Willa Cather’s My Ántonia was a title I first learned in grad school, when I was learning how to teach. My mentor taught a few works of Willa Cather, and while My Ántonia was not among the discussed classroom titles, it was one he spoke of quite fondly. I never thought of reading it, as I was not entirely taken with Cather’s work, but when I found a copy at the Half Price Books Mega Book Sale, I thought, “Eh, this could be something I pick up when absolutely nothing else is available.” And, so, one rainy day in quarantine, when nothing else provoked my interest, I cracked open the book.
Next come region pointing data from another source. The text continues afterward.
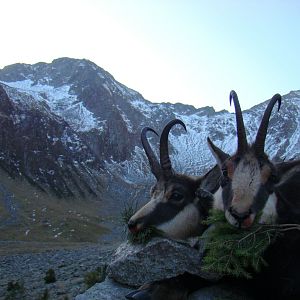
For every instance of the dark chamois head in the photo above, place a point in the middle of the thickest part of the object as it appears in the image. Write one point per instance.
(173, 207)
(248, 177)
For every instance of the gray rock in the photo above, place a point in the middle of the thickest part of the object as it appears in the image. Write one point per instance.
(106, 290)
(136, 265)
(220, 291)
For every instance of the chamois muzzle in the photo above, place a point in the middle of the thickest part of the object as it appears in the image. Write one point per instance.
(134, 226)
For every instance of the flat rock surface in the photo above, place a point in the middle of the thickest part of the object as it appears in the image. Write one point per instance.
(135, 265)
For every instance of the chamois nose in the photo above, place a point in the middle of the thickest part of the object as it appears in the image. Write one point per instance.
(240, 217)
(132, 226)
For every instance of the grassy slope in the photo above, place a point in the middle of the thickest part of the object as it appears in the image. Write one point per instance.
(45, 218)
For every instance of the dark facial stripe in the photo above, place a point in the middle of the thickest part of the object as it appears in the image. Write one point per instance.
(260, 199)
(162, 213)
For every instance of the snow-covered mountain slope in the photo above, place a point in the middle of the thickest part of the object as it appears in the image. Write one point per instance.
(106, 118)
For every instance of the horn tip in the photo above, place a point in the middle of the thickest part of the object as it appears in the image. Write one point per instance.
(232, 95)
(278, 98)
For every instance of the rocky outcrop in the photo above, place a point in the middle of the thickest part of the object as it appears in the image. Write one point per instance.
(134, 265)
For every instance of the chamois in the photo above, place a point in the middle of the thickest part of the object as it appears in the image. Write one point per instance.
(251, 185)
(175, 207)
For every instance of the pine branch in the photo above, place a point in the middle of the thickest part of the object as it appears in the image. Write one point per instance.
(238, 252)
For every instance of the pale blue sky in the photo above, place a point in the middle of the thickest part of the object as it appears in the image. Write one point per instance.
(188, 51)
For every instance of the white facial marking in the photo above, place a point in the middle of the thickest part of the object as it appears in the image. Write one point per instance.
(245, 183)
(218, 200)
(269, 213)
(183, 225)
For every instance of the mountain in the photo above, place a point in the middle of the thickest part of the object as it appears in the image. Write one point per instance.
(69, 128)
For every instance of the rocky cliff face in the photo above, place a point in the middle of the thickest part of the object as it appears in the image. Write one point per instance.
(69, 124)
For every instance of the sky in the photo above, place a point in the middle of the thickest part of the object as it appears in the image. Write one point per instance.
(188, 51)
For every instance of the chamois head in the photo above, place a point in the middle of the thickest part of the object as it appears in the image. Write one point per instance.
(248, 177)
(174, 207)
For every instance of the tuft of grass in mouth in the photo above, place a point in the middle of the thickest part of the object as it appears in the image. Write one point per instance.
(142, 237)
(238, 252)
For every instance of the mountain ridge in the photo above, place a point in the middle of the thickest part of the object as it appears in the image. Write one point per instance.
(107, 118)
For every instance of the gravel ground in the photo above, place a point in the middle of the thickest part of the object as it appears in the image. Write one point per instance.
(70, 266)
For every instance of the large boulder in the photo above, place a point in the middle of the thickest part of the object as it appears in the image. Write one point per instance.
(136, 265)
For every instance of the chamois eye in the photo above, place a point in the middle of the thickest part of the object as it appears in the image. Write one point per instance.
(274, 178)
(225, 172)
(176, 196)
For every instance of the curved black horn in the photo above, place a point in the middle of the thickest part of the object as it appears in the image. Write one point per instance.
(154, 164)
(165, 162)
(240, 127)
(259, 143)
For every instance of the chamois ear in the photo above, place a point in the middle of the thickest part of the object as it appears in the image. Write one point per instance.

There is no true summary of My Ántonia. It’s a series of vignettes from the childhood of Jim Burden, who goes to live with his grandparents on their Nebraska farm. It’s the mid to late nineteenth century when born Americans and immigrants tried to make a living off the land. During Jim’s first trip into Nebraska, he meets a bold, playful, and energetic Bohemian girl named Ántonia, who becomes his playmate and lifelong friend.
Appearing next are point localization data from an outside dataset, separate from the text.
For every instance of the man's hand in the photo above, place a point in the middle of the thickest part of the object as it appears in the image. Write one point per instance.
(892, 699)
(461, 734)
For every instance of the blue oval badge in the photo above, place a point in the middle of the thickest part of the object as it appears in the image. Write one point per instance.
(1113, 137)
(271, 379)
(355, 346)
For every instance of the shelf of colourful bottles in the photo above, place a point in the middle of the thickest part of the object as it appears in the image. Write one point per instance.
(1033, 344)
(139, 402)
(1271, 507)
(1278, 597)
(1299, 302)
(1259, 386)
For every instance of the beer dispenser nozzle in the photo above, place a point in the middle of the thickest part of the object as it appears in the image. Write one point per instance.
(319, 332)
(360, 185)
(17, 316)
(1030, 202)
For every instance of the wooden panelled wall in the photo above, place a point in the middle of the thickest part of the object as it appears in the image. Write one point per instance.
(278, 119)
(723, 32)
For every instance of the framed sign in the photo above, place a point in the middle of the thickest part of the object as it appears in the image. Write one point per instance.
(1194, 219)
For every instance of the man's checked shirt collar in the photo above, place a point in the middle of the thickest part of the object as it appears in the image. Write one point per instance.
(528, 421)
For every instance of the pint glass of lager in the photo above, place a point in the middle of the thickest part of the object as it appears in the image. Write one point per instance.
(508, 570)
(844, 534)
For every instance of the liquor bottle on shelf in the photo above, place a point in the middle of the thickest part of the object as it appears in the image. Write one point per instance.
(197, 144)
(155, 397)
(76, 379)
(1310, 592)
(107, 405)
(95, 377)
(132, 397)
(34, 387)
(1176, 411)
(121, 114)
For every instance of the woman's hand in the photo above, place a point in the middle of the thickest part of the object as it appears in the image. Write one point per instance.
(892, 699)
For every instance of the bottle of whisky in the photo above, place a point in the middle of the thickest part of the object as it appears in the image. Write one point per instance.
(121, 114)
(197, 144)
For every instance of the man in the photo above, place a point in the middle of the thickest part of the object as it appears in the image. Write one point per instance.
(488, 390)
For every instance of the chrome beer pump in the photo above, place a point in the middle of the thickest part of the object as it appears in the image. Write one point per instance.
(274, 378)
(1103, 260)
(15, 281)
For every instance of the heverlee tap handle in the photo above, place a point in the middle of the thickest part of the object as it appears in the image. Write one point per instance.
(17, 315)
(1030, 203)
Stories like My Ántonia, which have more of a wandering narrative, can only be pulled off by a master descriptor. Willa Cather is like an early twentieth-century Robin McKinley: she takes huge chunks of time where nothing really happens and makes them sound extraordinary. You might never have been on a nineteenth-century Nebraska farm, but you feel like you could have spent your childhood there.
We don’t spend much time in the present with these characters. We get the information we need from Jim’s lengthy descriptions of the people, the setting, and the hardships of farming. There is dialogue here and there, but because so much time passes in the story, conversations take a back seat.
Normally, I would bemoan a story taking so little time for its characters to just shoot the breeze, but the world they live in is so different from my own that it still works. I liked reading about the town dances, the chores, the farmhands that came and went, the emotional toll of lonesomeness, and monotony. And the characters are described so well in the time we know them that they still feel real.
The characters’ growth is slow, but you can see it most through Ántonia herself. She starts out speaking the broken English of a young immigrant, running wild through the fields, but grows up into a hard-working, loving, efficient young woman. There’s a reason Jim writes so fondly about her: she is spirited and kind, and full of so much love. If there’s one thing any character remembers about Ántonia, it’s how loving she is despite the hardships she endures.
My Ántonia had plenty of opportunities to be a sappy, sentimental ode to the old American farm, but its characters, struggling together through the farming life, made it much more real. Although it starts off a bit slowly, it’s a calm, meditative read that paints a genuine picture of the American farmlands.